Eligibility Criteria
Inclusion Criteria
- Healthy male or female infant between, and including, 6 and 14 weeks (42-104 days) of age at the time of the first vaccination.
- Subjects who the investigator believes that their parents/guardians can and will comply with the requirements of the protocol should be enrolled in the study
- Healthy subjects as established by medical history and clinical examination before entering into the study.
- Written informed consent obtained from the parent or guardian of the subject.
- Born between a gestation period of 36 and 42 weeks inclusive.
Exclusion Criteria
- Use of any investigational or non-registered product (drug or vaccine) other than the HRV vaccine within 30 days preceding the first dose of HRV vaccine, or planned use during the study period.
- History of use of experimental rotavirus vaccine.
- Chronic administration of immunosuppressants or other immune-modifying drugs since birth.

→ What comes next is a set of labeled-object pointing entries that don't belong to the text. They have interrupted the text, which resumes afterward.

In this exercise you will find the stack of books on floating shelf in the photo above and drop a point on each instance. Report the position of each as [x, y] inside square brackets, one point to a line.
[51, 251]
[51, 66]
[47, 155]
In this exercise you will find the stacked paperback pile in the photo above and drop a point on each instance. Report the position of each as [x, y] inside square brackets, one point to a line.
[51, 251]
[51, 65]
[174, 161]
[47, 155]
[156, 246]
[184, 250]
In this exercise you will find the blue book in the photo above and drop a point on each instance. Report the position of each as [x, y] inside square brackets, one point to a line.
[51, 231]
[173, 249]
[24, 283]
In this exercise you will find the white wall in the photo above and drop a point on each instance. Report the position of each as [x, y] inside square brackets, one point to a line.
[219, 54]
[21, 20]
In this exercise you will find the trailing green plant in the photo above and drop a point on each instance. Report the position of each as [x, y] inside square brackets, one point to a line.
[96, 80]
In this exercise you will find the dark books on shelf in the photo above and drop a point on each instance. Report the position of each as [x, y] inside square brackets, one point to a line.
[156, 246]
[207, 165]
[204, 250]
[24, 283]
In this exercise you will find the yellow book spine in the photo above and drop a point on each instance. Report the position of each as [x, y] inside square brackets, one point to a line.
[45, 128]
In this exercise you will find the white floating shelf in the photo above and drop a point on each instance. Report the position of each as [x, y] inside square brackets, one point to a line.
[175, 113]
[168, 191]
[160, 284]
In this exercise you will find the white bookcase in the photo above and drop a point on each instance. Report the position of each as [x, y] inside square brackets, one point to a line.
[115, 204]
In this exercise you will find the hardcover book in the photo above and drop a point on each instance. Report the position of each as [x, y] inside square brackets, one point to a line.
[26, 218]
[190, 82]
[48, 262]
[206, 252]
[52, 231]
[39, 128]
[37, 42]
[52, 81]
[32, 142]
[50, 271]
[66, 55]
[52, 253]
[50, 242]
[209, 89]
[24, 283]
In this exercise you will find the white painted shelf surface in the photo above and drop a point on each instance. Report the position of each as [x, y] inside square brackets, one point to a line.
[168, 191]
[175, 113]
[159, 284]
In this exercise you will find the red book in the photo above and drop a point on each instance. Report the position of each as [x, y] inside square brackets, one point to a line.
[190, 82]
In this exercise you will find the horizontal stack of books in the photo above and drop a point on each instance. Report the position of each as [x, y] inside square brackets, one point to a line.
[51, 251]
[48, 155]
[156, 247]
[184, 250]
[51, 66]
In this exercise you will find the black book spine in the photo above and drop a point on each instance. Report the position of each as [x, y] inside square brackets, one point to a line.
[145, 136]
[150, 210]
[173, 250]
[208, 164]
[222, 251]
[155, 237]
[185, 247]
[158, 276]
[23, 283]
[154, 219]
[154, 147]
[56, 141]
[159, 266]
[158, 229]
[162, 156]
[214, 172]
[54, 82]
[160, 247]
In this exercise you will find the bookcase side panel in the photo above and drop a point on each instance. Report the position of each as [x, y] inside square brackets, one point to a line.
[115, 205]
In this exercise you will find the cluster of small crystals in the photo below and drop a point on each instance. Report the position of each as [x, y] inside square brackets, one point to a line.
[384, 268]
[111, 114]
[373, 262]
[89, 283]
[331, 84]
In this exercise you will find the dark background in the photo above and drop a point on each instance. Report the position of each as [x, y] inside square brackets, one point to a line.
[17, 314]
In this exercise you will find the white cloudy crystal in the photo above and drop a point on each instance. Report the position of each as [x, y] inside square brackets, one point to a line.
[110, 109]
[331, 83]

- Concurrently participating in another clinical study, at any time during the study period, in which the subject has been or will be exposed to an investigational or a non-investigational product (pharmaceutical product or device).

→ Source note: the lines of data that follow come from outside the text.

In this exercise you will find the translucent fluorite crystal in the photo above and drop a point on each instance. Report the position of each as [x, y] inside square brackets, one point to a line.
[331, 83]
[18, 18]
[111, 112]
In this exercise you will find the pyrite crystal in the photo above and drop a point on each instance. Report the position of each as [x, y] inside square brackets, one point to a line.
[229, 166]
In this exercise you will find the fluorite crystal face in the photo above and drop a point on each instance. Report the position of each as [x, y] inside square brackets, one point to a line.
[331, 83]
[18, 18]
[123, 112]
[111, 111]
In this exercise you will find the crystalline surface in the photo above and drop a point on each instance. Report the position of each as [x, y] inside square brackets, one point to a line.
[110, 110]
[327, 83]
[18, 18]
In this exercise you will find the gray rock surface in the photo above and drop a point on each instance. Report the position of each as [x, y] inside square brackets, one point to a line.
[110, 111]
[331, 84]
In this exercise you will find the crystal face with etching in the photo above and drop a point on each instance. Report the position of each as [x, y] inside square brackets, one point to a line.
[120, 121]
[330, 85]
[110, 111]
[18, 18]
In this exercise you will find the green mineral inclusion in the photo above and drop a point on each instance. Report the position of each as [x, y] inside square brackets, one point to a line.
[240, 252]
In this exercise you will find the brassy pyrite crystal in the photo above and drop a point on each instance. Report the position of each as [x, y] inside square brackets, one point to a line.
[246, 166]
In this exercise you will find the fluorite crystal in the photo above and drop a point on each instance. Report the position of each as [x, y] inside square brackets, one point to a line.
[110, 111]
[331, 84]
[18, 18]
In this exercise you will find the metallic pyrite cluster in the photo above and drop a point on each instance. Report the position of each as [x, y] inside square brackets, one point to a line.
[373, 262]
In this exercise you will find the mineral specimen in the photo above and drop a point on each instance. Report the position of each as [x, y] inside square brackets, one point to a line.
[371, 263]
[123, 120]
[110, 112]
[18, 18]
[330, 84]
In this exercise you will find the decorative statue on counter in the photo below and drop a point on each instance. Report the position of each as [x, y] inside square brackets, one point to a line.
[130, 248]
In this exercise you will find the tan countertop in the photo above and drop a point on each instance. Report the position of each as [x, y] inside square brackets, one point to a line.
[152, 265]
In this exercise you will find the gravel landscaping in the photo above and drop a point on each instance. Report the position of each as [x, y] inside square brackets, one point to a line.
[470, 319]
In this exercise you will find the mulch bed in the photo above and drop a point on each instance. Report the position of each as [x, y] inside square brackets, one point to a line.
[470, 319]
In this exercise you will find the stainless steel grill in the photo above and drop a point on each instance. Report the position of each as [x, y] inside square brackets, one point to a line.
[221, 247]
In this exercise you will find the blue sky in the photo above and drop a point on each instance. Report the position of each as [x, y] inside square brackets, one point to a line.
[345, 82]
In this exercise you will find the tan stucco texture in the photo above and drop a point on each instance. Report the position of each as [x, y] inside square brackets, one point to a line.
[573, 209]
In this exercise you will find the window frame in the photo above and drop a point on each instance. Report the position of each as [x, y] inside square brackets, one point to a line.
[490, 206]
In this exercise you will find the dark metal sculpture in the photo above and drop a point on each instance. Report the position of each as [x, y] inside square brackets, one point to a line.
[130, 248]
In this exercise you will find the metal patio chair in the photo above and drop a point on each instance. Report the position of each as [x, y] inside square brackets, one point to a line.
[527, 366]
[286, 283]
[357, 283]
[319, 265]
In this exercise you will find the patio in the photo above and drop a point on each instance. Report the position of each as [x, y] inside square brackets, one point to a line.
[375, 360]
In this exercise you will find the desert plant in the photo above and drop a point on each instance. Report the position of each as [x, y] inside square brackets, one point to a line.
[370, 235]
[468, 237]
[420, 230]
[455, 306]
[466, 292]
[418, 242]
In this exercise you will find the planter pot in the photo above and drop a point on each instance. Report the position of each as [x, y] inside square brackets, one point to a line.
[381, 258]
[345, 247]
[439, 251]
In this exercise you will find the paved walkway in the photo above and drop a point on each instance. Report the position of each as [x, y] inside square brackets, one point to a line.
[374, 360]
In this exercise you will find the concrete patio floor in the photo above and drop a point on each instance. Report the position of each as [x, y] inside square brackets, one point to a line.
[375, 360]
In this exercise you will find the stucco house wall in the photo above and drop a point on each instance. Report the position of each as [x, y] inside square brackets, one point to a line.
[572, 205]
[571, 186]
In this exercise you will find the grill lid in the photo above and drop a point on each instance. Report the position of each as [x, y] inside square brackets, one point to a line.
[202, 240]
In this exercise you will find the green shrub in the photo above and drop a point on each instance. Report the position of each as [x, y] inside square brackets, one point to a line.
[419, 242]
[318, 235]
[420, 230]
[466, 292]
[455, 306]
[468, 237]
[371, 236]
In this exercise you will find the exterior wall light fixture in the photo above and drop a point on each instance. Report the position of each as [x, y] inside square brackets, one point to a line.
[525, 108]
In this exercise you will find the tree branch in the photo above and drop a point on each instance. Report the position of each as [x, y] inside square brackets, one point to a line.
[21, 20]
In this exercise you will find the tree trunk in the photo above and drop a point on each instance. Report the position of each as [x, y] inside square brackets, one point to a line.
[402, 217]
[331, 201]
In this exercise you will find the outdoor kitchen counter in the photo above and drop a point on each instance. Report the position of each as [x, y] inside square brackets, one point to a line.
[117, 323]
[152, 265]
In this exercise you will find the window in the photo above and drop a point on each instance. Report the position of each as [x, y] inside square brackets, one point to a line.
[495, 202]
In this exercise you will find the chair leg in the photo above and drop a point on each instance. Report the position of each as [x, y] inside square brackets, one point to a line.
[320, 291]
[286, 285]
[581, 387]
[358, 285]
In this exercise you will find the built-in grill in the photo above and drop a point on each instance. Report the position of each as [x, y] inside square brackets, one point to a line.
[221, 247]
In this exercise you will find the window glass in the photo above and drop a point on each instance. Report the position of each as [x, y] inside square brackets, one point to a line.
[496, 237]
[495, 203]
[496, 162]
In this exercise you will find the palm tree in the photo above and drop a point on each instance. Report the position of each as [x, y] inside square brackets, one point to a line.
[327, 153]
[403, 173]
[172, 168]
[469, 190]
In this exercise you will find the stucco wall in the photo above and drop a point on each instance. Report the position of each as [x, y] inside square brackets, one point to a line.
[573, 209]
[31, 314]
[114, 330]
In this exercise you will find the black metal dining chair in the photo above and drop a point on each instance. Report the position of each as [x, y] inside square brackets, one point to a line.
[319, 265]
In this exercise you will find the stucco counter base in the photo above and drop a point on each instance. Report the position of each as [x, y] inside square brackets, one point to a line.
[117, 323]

- Uncorrected congenital malformation (such as Meckel's diverticulum) of the gastrointestinal tract that would predispose for intussusception.
- Any clinically significant history of chronic gastrointestinal disease including any uncorrected congenital malformation of the gastrointestinal tract or other serious medical condition determined by the investigator.
- History of allergic disease or reactions likely to be exacerbated by any component of the vaccine.
- Previous confirmed occurrence of RV GE.
- Any confirmed or suspected immunosuppressive or immunodeficient condition based on medical history and physical examination (no laboratory testing is required).
- A family history of congenital or hereditary immunodeficiency.
- Acute disease at the time of enrolment.
- Gastroenteritis within 7 days preceding the study vaccine administration.
- Administration of immunoglobulins and/or any blood products since birth or planned administration during the study period.
Data sourced from ClinicalTrials.gov (NCT00480324). Outcome figures and adverse-event rates are extracted automatically from the registry's posted results and are provided for clinician reference, not as a substitute for the primary publication.